Guilherme Campos, empresário do setor imobiliário com atuação no mercado de Roraima, acompanha a expansão da multipropriedade no Brasil e as oportunidades que esse modelo representa para empreendedores dispostos a operar com rigor e transparência. Entre os formatos que têm transformado a lógica de acesso à propriedade imobiliária no país, a multipropriedade se destaca pela capacidade de democratizar o uso de imóveis que, de outra forma, permaneceriam fora do alcance da maioria dos compradores. A possibilidade de adquirir frações de uso em vez de unidades inteiras abriu um mercado antes restrito a resorts e destinos turísticos de alto padrão.
O que é multipropriedade e como funciona?
A multipropriedade, também conhecida como time-sharing imobiliário, é um regime jurídico pelo qual um imóvel é adquirido por múltiplos proprietários, cada um com direito de uso por períodos determinados ao longo do ano. Cada fração corresponde a uma parte do tempo de utilização, geralmente expressa em semanas ou dias, e o conjunto de frações constitui a totalidade do tempo disponível no imóvel.
No Brasil, esse modelo foi regulamentado pela Lei 13.777/2018, que inseriu a multipropriedade no Código Civil e estabeleceu as regras para seu registro, gestão e transmissão. Antes dessa legislação, os contratos de time-sharing existiam, mas careciam de segurança jurídica clara, o que inibia tanto compradores quanto empreendedores. Com a regulamentação, cada fração passou a ser tratada como bem imóvel independente, passível de venda, doação, herança e financiamento.
Vantagens e limitações do modelo
A principal vantagem da multipropriedade para o comprador é o acesso a imóveis de padrão superior ao que ele poderia adquirir de forma integral. Um apartamento de alto padrão em resort pode ter um valor de aquisição total que ultrapassa em muito a capacidade de compra de um usuário eventual. Na multipropriedade, o comprador adquire apenas o tempo de uso que de fato utilizará, dividindo os custos de aquisição e manutenção com os demais coproprietários.

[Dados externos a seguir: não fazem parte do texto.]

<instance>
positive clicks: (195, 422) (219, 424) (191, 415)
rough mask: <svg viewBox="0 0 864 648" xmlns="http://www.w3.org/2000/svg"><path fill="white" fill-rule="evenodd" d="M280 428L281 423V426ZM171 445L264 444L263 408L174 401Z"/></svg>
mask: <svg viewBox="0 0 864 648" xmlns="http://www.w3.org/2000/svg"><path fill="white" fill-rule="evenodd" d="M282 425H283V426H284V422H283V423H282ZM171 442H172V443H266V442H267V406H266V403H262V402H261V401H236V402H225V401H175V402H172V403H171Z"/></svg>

Conforme esclarece Guilherme Campos, a viabilidade econômica do modelo depende diretamente da qualidade da gestão do empreendimento. A administração das multipropriedades envolve a coordenação dos calendários de uso, a manutenção das unidades entre uma estada e outra e a gestão das áreas comuns, que em resorts de médio e grande porte podem ser bastante complexas. Empreendimentos com gestão deficiente tendem a gerar conflitos entre coproprietários e a depreciar rapidamente o valor das frações.

Mercado brasileiro e perspectivas de crescimento
O mercado de multipropriedade no Brasil cresceu de forma expressiva nos últimos anos, impulsionado pela regulamentação de 2018 e pelo aumento do turismo doméstico. Destinos como o Nordeste, a Serra Gaúcha e o litoral Sul concentram a maior parte dos empreendimentos lançados, mas o modelo começa a se expandir para outras regiões com potencial turístico ainda pouco explorado.
Na avaliação de Guilherme Campos, o crescimento desse mercado abre espaço para empreendedores que identifiquem destinos com demanda latente e desenvolvam projetos com padrão de gestão compatível com as expectativas dos compradores. A reputação do setor, que ainda carrega o estigma de práticas comerciais agressivas de períodos anteriores à regulamentação, depende da entrada de operadores comprometidos com a transparência e a qualidade do produto entregue.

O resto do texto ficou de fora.